Doctors Treat Newborn With Umbilical Cord Still Intact

COLUMBUS, Ohio – During a rare delivery in an operating room at The Ohio State University Medical Center, specialists recently treated an infant while still attached to the umbilical cord, to guard against a large cyst pressing on the baby’s airway.

The OSU Medical Center is one of few facilities in the nation offering the procedure, known as EXIT (Ex-Utero Intrapartum Treatment).

With the help of ultrasound and magnetic resonance imaging, Dr. Richard O’Shaughnessy, director of the Fetal Treatment Program at OSU Medical Center, can detect conditions such as a growing mass on the neck or lungs of a developing baby, which can push the airway out of alignment, or perhaps a large tumor or cyst that can interfere with the ability of a baby to breathe immediately after birth.

“In a case requiring the EXIT procedure, it would be dangerous for the baby to cut the umbilical cord, which serves as its own lifeline,” says O’Shaughnessy, maternal-fetal medicine specialist. “We want to maintain the baby’s attachment to the mother, until we’re certain that the baby can receive oxygen through an unobstructed airway.”

The Ohio State University Medical Center University HospitalDuring EXIT, surgical teams are present in the delivery room, in preparation for any potential complication of the mother or baby. The mother is placed under general anesthesia, so her uterus can relax and the baby can receive anesthesia through the umbilical cord. The maternal-fetal medicine specialist delivers the baby partially, by cesarean section, so that only the baby’s head, neck and one arm are delivered while the remainder of the infant’s body is left inside the uterus.

The baby continues to receive life-sustaining oxygen and blood from the placenta during the procedure. Infants can remain attached to the umbilical cord for approximately one hour, until the placenta starts to lose its ability to provide oxygen and nutrients from the mother.

In the recent case at OSU, the infant remained on the mother’s pelvis so that Dr. Gregory Wiet, pediatric otolaryngologist, could have the time he needed to place a breathing tube into the airway, giving the baby the ability to breathe.

To accomplish this, he used a camera to visualize the airway for placement of the breathing tube. The baby’s heart rate and oxygen were monitored continuously. The delivery was then completed, and the stabilized baby was taken to the hospital’s nursery.

Within a matter of hours, the infant was transported to Nationwide Children’s Hospital, where her cyst was drained and treated, and the healthy newborn recently went home.

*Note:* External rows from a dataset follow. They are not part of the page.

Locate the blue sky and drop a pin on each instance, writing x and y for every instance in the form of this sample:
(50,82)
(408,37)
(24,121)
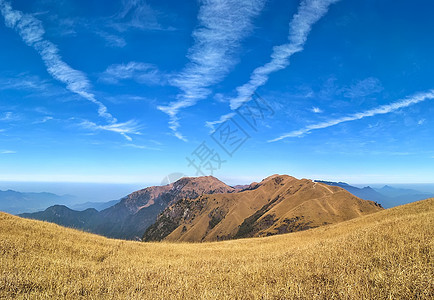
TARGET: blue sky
(130,91)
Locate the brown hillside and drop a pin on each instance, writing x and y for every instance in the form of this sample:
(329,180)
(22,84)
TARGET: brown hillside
(278,204)
(384,255)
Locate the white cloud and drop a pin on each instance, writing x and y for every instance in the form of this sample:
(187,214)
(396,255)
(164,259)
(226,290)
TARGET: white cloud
(222,26)
(224,118)
(309,12)
(44,120)
(32,32)
(316,110)
(112,40)
(384,109)
(136,14)
(141,72)
(126,128)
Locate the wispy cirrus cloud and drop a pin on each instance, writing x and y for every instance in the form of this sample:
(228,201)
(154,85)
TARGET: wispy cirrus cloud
(125,129)
(383,109)
(222,26)
(32,32)
(309,12)
(140,72)
(316,110)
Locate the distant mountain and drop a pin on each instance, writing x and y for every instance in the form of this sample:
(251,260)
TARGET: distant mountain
(96,205)
(387,196)
(64,216)
(279,204)
(14,202)
(366,193)
(134,213)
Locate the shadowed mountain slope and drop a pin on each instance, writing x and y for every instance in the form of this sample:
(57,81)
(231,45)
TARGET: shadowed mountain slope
(279,204)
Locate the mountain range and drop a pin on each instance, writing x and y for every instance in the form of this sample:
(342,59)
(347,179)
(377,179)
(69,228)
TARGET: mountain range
(205,208)
(387,196)
(14,202)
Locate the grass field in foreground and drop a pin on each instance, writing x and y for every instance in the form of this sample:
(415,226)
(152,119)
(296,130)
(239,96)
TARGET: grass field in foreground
(385,255)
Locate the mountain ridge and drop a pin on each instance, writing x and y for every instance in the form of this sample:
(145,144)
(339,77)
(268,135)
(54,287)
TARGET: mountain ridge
(278,204)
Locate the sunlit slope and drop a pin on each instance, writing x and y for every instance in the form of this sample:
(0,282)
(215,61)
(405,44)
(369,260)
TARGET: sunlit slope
(384,255)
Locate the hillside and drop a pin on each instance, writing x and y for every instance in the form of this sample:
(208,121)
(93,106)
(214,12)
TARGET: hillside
(133,214)
(387,196)
(384,255)
(279,204)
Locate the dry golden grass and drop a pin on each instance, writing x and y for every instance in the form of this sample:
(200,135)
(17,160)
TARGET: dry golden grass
(385,255)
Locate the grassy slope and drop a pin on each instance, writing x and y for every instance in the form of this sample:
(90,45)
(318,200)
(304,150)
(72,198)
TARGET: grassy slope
(318,203)
(385,255)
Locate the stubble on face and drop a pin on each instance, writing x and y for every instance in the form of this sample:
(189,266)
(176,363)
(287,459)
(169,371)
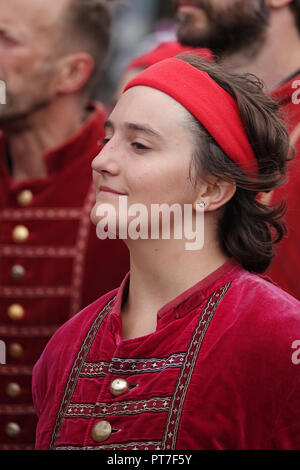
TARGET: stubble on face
(29,77)
(223,27)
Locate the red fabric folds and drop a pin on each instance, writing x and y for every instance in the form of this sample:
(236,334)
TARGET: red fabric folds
(216,110)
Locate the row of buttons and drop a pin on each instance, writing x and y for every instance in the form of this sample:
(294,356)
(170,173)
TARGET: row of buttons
(102,430)
(20,234)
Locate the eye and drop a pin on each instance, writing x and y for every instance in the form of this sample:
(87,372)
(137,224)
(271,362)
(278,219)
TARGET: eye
(139,146)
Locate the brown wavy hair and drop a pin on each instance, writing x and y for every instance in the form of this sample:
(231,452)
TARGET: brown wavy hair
(248,229)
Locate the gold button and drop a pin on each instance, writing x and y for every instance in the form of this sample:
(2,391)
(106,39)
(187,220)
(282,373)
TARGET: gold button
(16,312)
(25,197)
(12,430)
(15,350)
(13,390)
(17,271)
(20,234)
(101,431)
(118,387)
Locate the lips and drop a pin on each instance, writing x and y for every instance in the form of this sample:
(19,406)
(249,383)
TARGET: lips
(105,189)
(181,6)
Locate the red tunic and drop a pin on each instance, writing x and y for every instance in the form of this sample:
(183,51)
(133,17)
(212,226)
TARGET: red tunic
(216,374)
(52,270)
(285,269)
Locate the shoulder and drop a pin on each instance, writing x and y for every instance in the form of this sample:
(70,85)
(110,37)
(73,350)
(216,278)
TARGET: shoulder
(72,331)
(261,315)
(57,358)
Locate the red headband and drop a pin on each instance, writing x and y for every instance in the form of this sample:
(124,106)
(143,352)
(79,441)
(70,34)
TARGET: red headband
(214,108)
(164,51)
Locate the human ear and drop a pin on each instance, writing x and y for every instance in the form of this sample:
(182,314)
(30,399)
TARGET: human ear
(74,70)
(214,194)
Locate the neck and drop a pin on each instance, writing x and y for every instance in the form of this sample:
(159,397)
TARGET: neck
(277,58)
(30,139)
(162,269)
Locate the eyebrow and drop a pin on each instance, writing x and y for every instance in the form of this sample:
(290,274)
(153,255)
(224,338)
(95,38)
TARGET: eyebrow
(136,127)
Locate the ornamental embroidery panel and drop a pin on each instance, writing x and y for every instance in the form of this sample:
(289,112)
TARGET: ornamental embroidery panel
(171,405)
(76,369)
(184,377)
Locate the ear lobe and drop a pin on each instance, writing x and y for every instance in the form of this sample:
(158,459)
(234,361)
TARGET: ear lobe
(217,194)
(74,72)
(275,4)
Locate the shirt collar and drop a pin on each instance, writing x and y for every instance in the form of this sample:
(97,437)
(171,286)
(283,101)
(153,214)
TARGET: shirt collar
(87,140)
(190,298)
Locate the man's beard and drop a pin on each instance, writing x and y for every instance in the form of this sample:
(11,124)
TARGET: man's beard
(228,30)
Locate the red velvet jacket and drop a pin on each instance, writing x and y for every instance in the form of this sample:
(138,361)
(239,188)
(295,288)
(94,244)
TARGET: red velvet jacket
(285,269)
(50,268)
(216,374)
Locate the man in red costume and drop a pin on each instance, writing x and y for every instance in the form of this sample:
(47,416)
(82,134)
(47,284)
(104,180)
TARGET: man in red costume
(260,37)
(52,264)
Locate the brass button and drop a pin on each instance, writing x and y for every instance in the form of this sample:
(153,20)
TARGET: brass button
(25,197)
(16,312)
(17,271)
(20,234)
(15,350)
(118,387)
(12,430)
(101,431)
(13,390)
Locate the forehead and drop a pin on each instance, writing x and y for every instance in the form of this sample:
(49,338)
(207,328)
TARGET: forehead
(151,107)
(32,15)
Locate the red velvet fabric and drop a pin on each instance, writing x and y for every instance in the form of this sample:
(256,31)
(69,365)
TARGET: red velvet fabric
(67,266)
(216,374)
(207,101)
(285,269)
(164,51)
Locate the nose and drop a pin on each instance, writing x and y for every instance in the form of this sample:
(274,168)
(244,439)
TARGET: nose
(106,161)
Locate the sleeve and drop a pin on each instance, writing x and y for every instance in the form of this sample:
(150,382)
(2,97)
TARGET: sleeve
(286,433)
(39,385)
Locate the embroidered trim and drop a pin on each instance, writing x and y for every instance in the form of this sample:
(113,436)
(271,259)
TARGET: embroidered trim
(34,292)
(37,251)
(41,213)
(94,369)
(76,369)
(16,447)
(184,377)
(15,370)
(17,410)
(145,445)
(101,410)
(80,251)
(141,366)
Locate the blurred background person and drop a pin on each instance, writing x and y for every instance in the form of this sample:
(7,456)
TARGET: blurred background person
(51,57)
(260,37)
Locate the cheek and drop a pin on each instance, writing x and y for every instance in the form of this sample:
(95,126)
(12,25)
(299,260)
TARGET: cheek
(168,183)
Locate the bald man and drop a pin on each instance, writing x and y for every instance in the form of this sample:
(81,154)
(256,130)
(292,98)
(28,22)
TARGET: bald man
(52,264)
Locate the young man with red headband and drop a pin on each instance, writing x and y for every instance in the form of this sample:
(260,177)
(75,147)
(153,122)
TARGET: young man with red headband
(194,350)
(261,37)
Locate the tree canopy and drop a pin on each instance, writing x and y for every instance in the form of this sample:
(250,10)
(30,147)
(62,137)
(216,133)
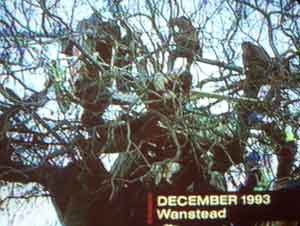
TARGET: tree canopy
(191,96)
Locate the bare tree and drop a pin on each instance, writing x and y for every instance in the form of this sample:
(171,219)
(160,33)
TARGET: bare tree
(81,80)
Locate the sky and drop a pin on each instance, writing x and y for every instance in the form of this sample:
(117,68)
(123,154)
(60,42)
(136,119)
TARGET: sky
(40,212)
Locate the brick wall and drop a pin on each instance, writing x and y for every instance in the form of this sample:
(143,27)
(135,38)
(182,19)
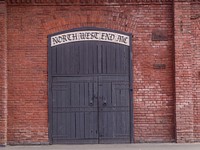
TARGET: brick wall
(186,63)
(3,75)
(28,27)
(195,41)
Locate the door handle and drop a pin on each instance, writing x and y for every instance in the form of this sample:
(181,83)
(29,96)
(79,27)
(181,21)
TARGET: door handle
(104,103)
(91,103)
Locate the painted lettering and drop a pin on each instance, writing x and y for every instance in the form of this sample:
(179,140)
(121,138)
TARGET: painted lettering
(90,36)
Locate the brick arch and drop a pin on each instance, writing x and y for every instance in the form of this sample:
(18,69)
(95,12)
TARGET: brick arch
(118,21)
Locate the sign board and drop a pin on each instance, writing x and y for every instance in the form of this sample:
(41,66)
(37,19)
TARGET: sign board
(90,36)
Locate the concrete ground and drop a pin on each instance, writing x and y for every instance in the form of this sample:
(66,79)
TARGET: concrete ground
(174,146)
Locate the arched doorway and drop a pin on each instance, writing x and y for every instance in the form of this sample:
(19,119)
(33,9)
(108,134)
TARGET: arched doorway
(90,86)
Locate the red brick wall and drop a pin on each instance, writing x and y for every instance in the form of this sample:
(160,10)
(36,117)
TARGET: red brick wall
(195,41)
(28,27)
(186,71)
(3,75)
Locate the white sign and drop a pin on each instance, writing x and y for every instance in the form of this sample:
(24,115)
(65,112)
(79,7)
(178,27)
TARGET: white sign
(90,36)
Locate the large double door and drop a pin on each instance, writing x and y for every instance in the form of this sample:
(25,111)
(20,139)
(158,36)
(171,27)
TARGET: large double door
(89,93)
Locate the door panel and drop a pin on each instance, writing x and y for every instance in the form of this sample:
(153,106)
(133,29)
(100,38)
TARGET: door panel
(114,118)
(75,110)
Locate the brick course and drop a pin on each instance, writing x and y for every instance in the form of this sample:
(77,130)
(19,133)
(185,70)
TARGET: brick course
(166,106)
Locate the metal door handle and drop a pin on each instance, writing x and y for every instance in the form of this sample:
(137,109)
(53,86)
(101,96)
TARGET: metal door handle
(104,103)
(91,103)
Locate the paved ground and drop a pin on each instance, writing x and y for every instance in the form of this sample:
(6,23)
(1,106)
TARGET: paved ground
(108,147)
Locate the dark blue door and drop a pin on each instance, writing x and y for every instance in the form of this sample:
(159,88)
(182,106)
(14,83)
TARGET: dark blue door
(89,92)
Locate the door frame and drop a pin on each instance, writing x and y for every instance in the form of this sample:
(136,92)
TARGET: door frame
(50,98)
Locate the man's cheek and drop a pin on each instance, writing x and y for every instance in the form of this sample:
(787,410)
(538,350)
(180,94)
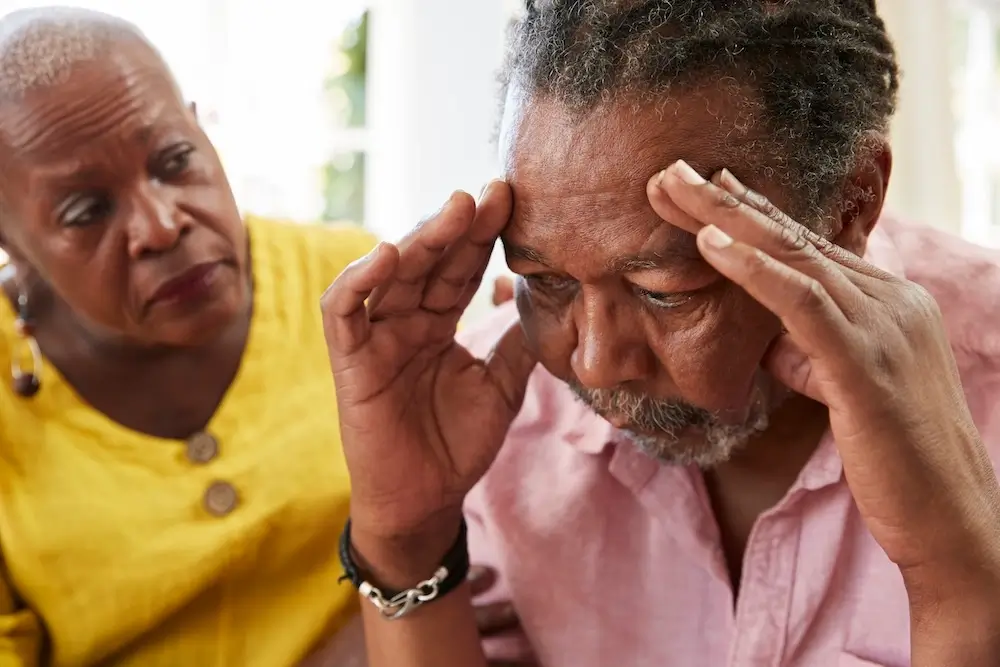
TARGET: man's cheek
(545,332)
(715,364)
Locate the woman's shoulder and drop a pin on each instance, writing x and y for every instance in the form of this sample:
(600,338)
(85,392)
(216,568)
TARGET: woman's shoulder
(311,255)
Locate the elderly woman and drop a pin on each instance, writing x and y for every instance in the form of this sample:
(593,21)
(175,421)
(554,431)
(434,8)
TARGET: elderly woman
(739,417)
(171,478)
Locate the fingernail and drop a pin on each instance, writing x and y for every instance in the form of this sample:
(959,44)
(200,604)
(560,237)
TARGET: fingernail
(687,173)
(374,253)
(716,238)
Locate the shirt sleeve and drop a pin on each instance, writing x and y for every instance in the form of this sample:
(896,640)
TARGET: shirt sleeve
(20,631)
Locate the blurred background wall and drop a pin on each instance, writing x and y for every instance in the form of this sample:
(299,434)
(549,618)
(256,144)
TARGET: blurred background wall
(373,111)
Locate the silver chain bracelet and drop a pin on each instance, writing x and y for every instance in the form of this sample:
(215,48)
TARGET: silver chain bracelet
(407,601)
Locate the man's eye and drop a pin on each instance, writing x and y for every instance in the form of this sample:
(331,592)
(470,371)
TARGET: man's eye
(175,162)
(551,283)
(86,210)
(664,300)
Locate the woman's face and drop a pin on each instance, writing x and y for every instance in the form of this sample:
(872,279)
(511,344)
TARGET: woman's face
(117,201)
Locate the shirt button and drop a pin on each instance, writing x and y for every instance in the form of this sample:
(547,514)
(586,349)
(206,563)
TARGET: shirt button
(202,448)
(221,498)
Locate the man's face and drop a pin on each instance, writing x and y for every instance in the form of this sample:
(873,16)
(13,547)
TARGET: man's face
(118,202)
(618,303)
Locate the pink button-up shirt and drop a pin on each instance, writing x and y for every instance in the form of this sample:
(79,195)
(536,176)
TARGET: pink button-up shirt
(614,560)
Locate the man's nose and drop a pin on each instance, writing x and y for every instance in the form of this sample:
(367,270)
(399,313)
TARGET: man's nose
(611,348)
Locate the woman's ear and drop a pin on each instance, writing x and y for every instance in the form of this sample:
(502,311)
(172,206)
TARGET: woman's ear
(863,195)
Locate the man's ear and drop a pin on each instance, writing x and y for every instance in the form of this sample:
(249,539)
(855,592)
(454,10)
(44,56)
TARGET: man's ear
(863,195)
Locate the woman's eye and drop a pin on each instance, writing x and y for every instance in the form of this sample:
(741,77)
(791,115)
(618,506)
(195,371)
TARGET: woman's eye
(665,300)
(87,210)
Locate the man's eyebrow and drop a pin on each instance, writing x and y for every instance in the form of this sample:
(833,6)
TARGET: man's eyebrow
(523,253)
(652,260)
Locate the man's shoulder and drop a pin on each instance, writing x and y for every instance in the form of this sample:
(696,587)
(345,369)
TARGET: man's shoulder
(963,278)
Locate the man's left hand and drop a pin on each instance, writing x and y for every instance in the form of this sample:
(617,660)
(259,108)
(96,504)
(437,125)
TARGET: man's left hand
(872,348)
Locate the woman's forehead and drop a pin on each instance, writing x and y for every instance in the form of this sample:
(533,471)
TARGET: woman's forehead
(618,146)
(105,100)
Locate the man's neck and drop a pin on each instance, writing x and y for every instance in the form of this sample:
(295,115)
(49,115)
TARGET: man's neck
(760,475)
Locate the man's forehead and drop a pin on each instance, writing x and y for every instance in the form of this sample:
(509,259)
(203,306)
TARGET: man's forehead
(584,176)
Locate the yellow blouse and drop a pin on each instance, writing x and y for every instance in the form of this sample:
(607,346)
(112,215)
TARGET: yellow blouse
(221,551)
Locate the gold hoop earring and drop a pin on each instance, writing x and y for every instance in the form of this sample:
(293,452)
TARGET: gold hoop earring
(27,382)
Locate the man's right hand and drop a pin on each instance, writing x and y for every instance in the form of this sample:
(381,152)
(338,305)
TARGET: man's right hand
(421,418)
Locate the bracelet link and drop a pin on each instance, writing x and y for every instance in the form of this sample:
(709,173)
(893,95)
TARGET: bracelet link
(407,601)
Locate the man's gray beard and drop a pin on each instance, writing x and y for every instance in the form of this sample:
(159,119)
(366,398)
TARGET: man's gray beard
(668,420)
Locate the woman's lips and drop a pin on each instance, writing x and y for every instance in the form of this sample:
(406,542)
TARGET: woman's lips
(194,283)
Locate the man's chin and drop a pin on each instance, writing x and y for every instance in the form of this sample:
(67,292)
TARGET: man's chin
(704,447)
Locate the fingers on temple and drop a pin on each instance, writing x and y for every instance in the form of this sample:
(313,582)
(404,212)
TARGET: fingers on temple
(345,317)
(463,264)
(420,253)
(813,319)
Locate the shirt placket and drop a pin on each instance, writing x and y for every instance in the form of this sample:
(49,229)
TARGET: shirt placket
(762,608)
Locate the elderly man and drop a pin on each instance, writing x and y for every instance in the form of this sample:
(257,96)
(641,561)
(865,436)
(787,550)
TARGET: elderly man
(745,420)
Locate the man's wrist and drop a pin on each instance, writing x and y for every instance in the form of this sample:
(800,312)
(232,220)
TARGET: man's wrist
(954,617)
(400,561)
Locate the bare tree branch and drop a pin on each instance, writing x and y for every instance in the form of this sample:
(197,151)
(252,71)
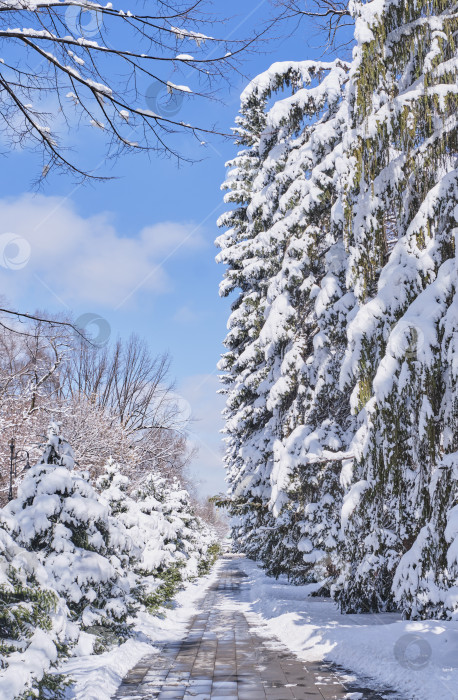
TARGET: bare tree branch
(49,53)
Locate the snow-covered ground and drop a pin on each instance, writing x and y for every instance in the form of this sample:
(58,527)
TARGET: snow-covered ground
(418,659)
(97,677)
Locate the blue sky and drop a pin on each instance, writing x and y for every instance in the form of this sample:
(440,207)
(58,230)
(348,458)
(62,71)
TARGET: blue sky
(138,250)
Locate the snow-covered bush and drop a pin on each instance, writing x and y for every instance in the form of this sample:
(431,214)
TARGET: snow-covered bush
(34,625)
(174,544)
(87,552)
(74,557)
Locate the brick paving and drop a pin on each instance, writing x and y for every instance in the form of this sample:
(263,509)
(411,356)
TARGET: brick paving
(226,655)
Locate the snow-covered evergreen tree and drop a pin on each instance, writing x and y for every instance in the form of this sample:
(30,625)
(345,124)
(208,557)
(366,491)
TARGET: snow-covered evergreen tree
(342,244)
(284,188)
(86,552)
(400,205)
(174,545)
(33,623)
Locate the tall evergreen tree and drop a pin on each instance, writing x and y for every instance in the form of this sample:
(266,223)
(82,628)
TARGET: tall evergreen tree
(284,188)
(400,199)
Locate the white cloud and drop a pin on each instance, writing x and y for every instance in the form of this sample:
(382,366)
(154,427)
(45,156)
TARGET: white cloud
(86,259)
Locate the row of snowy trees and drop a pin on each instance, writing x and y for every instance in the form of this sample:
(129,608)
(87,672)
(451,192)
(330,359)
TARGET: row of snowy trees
(116,400)
(341,367)
(79,559)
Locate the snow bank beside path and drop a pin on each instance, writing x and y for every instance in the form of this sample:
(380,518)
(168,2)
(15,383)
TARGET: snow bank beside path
(418,659)
(97,677)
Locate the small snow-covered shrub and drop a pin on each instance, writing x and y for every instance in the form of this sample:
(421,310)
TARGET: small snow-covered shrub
(175,544)
(34,628)
(85,550)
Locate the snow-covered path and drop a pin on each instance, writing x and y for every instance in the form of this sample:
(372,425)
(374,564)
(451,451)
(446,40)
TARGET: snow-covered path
(230,653)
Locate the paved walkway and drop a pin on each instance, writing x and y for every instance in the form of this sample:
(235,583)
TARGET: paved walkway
(227,656)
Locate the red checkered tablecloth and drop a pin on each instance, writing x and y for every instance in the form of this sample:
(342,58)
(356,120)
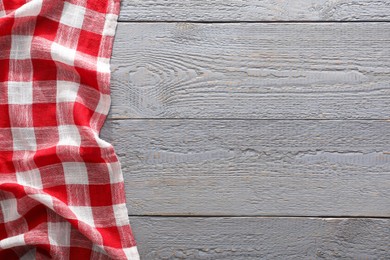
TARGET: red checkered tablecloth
(61,186)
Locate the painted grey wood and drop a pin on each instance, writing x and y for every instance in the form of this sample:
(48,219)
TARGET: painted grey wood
(254,167)
(273,71)
(254,10)
(261,238)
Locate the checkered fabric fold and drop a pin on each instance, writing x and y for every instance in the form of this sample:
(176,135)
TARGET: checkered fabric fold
(61,186)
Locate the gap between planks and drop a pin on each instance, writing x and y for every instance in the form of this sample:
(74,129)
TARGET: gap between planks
(243,21)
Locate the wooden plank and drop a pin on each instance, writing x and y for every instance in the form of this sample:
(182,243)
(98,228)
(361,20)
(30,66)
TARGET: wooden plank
(255,10)
(254,71)
(261,238)
(254,167)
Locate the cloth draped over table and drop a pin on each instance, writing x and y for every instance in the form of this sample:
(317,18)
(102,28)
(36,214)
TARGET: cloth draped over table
(61,186)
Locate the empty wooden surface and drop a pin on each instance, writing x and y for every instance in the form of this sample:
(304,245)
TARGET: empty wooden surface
(262,238)
(254,129)
(255,10)
(254,167)
(284,71)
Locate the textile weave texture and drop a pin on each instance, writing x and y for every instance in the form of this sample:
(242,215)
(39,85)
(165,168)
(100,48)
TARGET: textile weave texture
(61,186)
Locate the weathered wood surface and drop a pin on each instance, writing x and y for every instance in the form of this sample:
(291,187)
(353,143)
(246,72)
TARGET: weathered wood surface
(254,167)
(262,238)
(266,71)
(255,10)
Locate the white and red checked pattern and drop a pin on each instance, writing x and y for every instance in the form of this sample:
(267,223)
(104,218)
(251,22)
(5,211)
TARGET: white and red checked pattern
(61,186)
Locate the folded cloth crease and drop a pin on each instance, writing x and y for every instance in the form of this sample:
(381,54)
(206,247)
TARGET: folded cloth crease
(62,193)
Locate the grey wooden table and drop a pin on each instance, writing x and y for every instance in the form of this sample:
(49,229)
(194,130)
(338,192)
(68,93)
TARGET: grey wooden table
(252,129)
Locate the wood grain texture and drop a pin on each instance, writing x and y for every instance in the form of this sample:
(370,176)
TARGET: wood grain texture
(254,167)
(252,71)
(255,10)
(261,238)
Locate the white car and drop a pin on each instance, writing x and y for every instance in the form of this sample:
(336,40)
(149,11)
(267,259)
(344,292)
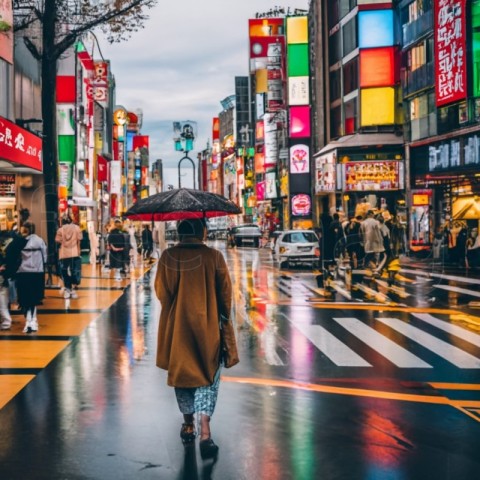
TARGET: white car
(297,247)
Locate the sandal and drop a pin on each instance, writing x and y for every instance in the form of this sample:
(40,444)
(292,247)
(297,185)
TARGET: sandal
(208,449)
(187,432)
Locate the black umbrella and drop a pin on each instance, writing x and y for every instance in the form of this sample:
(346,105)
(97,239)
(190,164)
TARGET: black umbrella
(180,204)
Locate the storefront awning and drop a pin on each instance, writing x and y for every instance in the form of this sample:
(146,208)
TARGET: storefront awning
(362,140)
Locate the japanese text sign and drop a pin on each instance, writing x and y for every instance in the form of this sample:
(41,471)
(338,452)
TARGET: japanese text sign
(20,146)
(450,51)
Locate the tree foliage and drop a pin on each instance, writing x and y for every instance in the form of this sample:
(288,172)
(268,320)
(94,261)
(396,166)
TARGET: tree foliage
(118,19)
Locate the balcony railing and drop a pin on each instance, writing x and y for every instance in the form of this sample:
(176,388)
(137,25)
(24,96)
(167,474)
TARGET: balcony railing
(419,79)
(414,30)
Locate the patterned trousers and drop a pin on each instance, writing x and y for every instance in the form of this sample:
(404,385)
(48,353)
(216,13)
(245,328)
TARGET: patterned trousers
(200,400)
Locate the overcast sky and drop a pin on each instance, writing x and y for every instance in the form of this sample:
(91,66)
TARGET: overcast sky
(181,65)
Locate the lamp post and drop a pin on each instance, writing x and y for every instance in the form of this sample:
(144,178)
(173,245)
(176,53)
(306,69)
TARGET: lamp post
(185,133)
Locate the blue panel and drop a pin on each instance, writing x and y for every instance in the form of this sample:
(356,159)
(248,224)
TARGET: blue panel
(375,28)
(130,136)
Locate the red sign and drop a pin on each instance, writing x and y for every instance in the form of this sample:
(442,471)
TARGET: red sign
(20,146)
(450,51)
(140,141)
(102,172)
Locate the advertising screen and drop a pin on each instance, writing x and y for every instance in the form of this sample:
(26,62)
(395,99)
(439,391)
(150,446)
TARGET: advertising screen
(450,51)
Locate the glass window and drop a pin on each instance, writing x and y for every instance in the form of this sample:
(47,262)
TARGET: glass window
(333,13)
(350,108)
(350,76)
(335,47)
(335,85)
(350,36)
(336,122)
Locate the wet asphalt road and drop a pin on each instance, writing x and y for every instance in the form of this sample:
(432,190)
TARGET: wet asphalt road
(327,388)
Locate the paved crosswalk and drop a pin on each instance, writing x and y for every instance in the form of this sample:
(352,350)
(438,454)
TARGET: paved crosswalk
(395,339)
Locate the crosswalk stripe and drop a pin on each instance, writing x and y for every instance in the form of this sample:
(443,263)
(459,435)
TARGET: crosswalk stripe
(383,345)
(449,352)
(329,345)
(460,332)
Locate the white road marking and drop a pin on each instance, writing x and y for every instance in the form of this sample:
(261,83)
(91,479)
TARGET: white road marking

The EXIT procedure requires a team effort from many OSU Medical Center specialties, including maternal-fetal medicine, pediatric otolaryngology, neonatology, obstetric anesthesiology, and labor and delivery nursing, all together in the main operating room.

“In addition to the internal collaboration, our partnership with Nationwide Children’s Hospital ensures the best in care for mothers and their newborn babies,” says O’Shaughnessy.

“We hope to work together on a growing number of cases, as more patients are identified who can benefit from the EXIT procedure,” says Dr. Gregory Wiet, otolaryngologist, Nationwide Children’s Hospital and associate professor, otolaryngology at OSU Medical Center.